I am allowing the user to set a priority (low, medium, high) and then sorting the sounds based on priority and within each priority group I am sorting them by distance from the listener. So, for example, when you create a Sound it won't get a source. When you tell it to play it will request a source from the SoundManager. If the SoundManager has sources left in its "SourcePool" it will give it one of those, if it doesn't then it sorts the sounds that currently have sources. If there are any that have stopped and not released their sources, then the SoundManager will take its source and give it to the new Sound. If there are no sounds that have stopped it compares the priority of the most likely to be stopped against the current Sounds priority. If the current sound has a higher priority it steals the source from the one that it currently playing. If they have the same priority then they get compared by their distance from the listener. This is all done using two sort algorithms that are written to plug into std::sort(), I am thinking of adding a way to let the user supply their own algorithm, though this one seems to work pretty well so far.
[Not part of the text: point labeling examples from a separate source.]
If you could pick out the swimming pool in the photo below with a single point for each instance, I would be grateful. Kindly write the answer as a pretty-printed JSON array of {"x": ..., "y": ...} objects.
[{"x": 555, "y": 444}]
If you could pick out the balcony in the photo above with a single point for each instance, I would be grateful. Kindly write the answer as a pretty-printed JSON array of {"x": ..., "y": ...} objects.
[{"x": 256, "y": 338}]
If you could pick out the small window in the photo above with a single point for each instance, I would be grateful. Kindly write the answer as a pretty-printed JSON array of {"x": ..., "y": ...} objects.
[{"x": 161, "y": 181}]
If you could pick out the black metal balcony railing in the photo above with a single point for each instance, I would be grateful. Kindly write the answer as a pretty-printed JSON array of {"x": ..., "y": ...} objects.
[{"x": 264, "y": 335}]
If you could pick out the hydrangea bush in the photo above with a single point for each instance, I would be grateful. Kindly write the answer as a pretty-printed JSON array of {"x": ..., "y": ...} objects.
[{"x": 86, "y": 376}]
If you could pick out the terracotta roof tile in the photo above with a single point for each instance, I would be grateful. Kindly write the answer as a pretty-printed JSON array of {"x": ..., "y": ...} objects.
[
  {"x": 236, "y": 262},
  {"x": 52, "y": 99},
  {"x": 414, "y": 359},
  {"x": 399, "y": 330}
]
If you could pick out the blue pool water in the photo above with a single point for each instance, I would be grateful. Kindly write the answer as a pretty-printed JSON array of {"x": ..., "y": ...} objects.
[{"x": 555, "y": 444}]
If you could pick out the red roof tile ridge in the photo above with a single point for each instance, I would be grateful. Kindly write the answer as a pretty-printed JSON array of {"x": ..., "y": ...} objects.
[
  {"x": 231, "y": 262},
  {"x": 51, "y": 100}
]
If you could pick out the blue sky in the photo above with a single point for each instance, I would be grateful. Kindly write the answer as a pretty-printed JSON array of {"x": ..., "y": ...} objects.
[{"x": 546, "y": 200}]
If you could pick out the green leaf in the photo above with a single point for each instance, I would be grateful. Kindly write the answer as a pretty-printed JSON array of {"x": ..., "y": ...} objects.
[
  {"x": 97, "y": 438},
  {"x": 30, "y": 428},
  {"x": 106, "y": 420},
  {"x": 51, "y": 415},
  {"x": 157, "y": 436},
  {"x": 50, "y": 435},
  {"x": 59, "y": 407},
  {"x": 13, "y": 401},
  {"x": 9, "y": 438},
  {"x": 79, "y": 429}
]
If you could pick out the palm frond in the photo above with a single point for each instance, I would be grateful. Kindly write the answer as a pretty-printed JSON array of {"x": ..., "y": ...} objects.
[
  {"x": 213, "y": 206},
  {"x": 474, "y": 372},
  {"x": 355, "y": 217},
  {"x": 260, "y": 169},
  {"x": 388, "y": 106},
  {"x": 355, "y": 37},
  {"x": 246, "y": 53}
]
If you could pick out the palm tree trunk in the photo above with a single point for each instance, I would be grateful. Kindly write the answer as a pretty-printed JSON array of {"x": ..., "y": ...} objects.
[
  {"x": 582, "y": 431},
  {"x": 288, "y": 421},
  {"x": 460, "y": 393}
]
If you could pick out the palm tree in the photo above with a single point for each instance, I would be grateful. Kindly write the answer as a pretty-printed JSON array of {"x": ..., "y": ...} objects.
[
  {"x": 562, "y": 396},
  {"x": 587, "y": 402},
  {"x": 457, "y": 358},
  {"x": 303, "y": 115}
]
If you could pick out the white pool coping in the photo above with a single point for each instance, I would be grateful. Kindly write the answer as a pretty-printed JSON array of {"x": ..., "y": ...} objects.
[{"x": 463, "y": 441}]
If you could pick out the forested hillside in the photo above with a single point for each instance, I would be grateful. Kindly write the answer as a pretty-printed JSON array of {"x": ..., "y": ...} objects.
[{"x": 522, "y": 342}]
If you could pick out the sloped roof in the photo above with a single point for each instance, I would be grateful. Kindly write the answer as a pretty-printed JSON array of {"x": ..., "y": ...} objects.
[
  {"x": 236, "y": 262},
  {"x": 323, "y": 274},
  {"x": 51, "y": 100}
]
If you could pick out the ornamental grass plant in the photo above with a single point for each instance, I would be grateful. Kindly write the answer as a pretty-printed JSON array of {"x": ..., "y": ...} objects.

Our current setup only takes the distance as a measure of priority but it might be handy indeed to add an actual priority argument.
Will it also be possible to give a sort of 'infinite' priority for slots you don't want to sacrafice? Like background music or gui sounds? Or will they 'survive' because of the distance check (which will probably be 0 for such sounds)?
The default priority is going to be medium which I think makes sense, so this will allow you to create sounds that you care less about and others that shouldn't be given up. So if you create your background music at high priority and the rest of your sounds at medium (the default) then the background music should never be given up. You make a good point about the listener relative sounds, though, I am not sure it's looking at those correctly! I'll have to look into that!
yeah using the high priority for certain sounds looks like a valid way to overcome that problem.
For customising/tweaking you might want to make the number of priorities configurable, for example through the soundManager's constructor. So the user has fine-grained control. Maybe this value needs to be limited (let's say 5 or 8 ), otherwise your algoritm might become too expensive.